Hello, I just came across your lovely forum and would loke to get your honest opinion on my very first mixed medium piece.

Thank you


----------



## Erilia (Jul 23, 2015)

Hello and welcome 
I personally like your painting, the colors give it a rusty metal style that I'm very found of, I find that the emblem pops out good, just a question, the emblem reminds me of something, is it supposed to be Half Life ? Anyways, nice work like I said, and nice use of colors to get this rusty feel like I said too


----------



## artycrafty (Jul 24, 2015)

Hi Thanks for liking, I am currently learning barnard hand calligraphy techniques, the embled is actually The letter A.


----------



## Erilia (Jul 23, 2015)

Oh ok, really nice way of doing the letter A  It's too bad it's not for Half Life though, that would have made an awesome tribute, it's called the Lambda logo and it's used in the Half Life equation to represent the constant decay, and you did it rusty and all so it would have suited it good  and Half Life is a video game if you didn't know, anyways, gonna stop rambling now, sorry  Thank you for sharing your work with us


----------



## TerryCurley (Jan 4, 2015)

I really like the letter and the colors. I agree it has a metallic rusty look to it. Beautiful.


----------



## Bushcraftonfire (Apr 22, 2015)

I actually saw the Geico Gecko when I looked at it... lol!
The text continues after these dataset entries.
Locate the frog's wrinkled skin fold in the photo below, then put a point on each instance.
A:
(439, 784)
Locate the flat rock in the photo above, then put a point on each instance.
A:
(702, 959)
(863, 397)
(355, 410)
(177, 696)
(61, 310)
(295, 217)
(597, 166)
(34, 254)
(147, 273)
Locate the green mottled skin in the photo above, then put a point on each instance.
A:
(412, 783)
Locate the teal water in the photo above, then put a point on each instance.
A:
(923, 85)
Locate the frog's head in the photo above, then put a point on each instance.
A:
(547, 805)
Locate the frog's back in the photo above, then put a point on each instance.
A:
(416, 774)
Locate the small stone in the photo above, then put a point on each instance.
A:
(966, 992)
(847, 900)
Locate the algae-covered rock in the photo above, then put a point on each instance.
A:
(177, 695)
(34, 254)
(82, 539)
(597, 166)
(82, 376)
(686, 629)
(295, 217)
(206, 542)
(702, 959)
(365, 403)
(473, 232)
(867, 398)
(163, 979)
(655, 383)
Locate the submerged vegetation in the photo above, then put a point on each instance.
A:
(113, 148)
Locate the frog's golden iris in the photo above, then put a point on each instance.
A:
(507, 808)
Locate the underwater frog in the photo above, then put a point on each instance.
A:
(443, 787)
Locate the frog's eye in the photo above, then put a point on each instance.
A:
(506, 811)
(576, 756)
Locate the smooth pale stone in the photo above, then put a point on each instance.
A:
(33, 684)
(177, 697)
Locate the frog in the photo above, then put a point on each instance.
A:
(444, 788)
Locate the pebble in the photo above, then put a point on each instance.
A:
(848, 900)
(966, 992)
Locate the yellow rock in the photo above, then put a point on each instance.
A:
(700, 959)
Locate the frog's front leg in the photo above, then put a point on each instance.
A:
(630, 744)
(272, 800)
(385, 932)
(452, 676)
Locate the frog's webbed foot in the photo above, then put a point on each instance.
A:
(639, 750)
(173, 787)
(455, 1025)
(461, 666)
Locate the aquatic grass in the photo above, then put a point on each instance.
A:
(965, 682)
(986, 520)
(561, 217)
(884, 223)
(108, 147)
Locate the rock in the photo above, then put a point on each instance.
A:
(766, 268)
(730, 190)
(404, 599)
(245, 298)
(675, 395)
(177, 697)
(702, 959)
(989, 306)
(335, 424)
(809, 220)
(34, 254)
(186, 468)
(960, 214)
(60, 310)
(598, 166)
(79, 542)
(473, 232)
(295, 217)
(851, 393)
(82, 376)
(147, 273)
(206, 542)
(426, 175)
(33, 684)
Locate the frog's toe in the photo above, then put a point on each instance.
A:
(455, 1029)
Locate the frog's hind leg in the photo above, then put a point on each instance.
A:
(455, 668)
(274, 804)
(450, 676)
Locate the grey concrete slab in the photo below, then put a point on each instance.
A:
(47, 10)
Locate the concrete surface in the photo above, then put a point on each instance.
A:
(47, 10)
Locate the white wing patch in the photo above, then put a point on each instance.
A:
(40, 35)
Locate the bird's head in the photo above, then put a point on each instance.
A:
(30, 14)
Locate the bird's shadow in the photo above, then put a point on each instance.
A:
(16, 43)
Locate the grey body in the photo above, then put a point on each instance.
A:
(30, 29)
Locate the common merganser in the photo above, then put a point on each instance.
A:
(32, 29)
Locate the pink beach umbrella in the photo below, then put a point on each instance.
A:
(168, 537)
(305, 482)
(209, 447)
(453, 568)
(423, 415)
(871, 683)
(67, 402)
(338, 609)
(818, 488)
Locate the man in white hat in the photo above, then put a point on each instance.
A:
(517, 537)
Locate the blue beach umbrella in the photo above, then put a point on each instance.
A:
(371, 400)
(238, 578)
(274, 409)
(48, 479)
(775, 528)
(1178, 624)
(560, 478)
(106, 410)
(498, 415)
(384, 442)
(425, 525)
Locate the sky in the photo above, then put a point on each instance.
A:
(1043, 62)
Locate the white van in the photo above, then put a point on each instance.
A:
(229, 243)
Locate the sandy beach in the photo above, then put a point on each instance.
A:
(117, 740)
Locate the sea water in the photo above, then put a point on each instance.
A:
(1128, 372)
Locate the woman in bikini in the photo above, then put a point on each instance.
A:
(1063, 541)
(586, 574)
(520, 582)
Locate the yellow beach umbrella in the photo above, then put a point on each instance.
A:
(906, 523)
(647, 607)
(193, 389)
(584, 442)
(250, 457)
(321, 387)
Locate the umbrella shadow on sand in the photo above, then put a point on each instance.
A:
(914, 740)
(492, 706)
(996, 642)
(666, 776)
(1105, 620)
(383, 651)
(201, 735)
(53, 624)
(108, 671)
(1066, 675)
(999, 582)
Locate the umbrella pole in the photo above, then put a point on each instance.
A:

I like it... And welcome


----------



## FanKi (Apr 23, 2015)

Woooho, nice work! Erilia is right, it looks a lot to Lambda logo >.<


----------



## artycrafty (Jul 24, 2015)

Thanks everyone Here is another piece


----------



## TerryCurley (Jan 4, 2015)

Great picture.


----------



## leighann (May 10, 2015)

I love it...is it acrylics? I love the symbol as well. I also thought it was half-life too  Now I'm curious what the symbol for "L" is


----------